Claims
- 1. An ESD protection circuit comprising:
a gateable channel disposed between first and second lines; a first filter to receive a signal of the first line and to filter the signal to establish a first output signal; a second filter to receive and filter the signal to establish a second output signal; and logic circuitry to enable the gateable channel based on the first and second signals.
- 2. The circuit according to claim 1, in which the logic circuitry disables the gateable channel when it determines a non-ESD event.
- 3. The circuit according to claim 2, in which the logic circuitry enables the gateable channel when it determines an ESD event and disables the gateable channel when it determines a non-ESD event.
- 4. The circuit of claim 1, in which the first filter comprises a low-pass filter.
- 5. The circuit of claim 4, in which the second filter comprises a high-pass filter.
- 6. The circuit of claim 1, in which
the first filter comprises a low-pass filter having a frequency cut-off and operable to pass a DC component, and the second filter comprises a high-pass filter having a frequency response to pass frequencies greater than the frequency cut-off of the first filter and operable to block a DC component of the signal received.
- 7. The circuit of claim 6,
the first line to carry a supply signal; and the first and second filters in combination with the logic circuitry to distinguish different slew-rate transients.
- 8. The circuit of claim 6, the first and second filters in combination with the logic circuitry to
discern an ESD event from a non-ESD event; drive the gateable channel with a first level upon determining an ESD event, and drive the gateable channel with a second level different from the first level upon determining a non-ESD event.
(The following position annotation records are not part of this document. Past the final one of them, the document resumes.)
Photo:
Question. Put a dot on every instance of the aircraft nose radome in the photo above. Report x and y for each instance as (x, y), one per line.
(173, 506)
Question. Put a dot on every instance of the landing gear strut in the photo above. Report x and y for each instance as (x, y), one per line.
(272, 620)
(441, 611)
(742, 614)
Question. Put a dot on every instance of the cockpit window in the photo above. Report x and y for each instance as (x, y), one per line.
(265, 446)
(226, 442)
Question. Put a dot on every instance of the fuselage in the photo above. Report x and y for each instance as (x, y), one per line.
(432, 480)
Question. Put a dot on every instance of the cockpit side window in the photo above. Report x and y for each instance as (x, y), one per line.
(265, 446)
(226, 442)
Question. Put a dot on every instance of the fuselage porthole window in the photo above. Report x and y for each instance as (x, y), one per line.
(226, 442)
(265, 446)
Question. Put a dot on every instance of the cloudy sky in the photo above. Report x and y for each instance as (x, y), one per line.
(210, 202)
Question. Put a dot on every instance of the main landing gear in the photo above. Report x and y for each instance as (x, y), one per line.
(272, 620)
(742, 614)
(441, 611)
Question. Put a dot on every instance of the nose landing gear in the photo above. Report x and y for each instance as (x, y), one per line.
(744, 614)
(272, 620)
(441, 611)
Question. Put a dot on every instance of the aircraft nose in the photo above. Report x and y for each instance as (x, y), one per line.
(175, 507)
- 9. The circuit of claim 8,
the logic circuitry to enable the gateable channel when
the first output signal is below a first predetermined threshold, and the second output signal exceeds a second predetermined threshold; and the logic circuitry to disable the gateable channel when
the first output signal exceeds the first predetermined threshold.
- 10. The claim of claim 9, the logic circuitry further to disable the gateable channel when the second output signal is less than the second predetermined threshold.
- 11. The circuit of claim 9, in which:
the gateable channel comprises:
an N-channel MOSFET having its channel disposed between the first and second lines, and a gate to receive a bias to affect a conductivity of the channel; and the logic circuitry comprises:
an inverter to drive the gate of the N-channel MOSFET; and a NAND gate to drive the inverter with a signal based on the first and second output signals.
- 12. The circuit of claim 11, in which
the NAND gate comprises at least first and second inputs; the first and second inputs of the NAND gate to be driven by the first and second output signals respectively; and the logic circuitry further comprises a second inverter to invert the first output signal and to drive the first input of the NAND gate with the first output signal inverted.
- 13. The circuit of claim 12, in which the second inverter comprises a tripping point defining the first threshold level; and the NAND gate comprises a tripping point defining the first threshold level.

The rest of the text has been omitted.